Duration and Dosages
Most treatment involves dosages of the prescribed drugs once a week to once in three weeks. The treatment may last for a few months to a few years, depending on the type of illness.
For example, the treatment for lymphoma lasts for about sixteen to twenty-four weeks. However, if the cancer keeps on growing back, then the treatment should be continued for prolonged durations, stopping in-between, when the body is free of cancerous cells.
In some cases, the growing of the tumor can be prevented even by using a continuous three-month treatment.

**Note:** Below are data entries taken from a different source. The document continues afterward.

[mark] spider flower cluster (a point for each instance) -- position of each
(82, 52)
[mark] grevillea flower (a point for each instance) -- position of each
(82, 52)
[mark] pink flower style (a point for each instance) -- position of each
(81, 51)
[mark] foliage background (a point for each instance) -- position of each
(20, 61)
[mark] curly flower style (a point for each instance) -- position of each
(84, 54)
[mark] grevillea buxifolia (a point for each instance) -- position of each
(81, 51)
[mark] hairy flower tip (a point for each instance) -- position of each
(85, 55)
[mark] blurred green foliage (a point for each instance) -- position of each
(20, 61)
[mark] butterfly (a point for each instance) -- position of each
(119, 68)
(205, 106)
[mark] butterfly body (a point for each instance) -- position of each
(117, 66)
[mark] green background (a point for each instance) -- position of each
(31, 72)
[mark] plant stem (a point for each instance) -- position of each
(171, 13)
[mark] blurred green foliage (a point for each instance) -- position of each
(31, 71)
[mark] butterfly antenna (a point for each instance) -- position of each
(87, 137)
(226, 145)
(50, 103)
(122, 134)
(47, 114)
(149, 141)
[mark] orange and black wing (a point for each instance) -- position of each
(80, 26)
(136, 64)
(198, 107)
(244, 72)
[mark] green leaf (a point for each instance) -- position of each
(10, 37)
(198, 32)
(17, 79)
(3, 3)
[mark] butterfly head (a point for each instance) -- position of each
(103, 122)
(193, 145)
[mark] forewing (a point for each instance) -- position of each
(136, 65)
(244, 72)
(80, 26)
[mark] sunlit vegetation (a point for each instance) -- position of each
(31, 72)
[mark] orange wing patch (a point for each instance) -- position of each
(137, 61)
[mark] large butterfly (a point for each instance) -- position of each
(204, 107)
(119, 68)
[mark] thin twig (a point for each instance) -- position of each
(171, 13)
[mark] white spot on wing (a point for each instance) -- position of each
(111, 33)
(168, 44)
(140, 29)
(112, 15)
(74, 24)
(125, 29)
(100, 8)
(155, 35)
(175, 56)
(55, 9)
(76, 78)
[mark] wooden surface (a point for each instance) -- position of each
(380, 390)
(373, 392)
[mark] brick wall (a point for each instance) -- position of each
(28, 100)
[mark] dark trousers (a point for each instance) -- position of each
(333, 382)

Safety Precautions to be Followed While the Dog is on Chemotherapy
One must be very careful while cleaning the wastes. The drugs are excreted through urination and feces and might be dangerous for the human beings. Gloves must be used to clean wastes.
Alternative Treatments for Dogs diagnosed Cancer
There are many alternatives to chemotherapy that may be devised on dogs. However, a doctor must be consulted first before taking.
Chemotherapy has advanced with year and new technologies are being introduced every day, keeping in mind, that the illness is healed, affecting the immune system the least.
Progress is being made at a very fast rate and better treatment is expected in the future. Researches are being conducted and funded all around the world to improve the techniques used in chemotherapy.
The main focus of these researches is to reduce the side effects of the drugs on the body of the dogs. Often chemotherapy is combined with various other forms of treatment such as radiations and oral medications to treat the illness.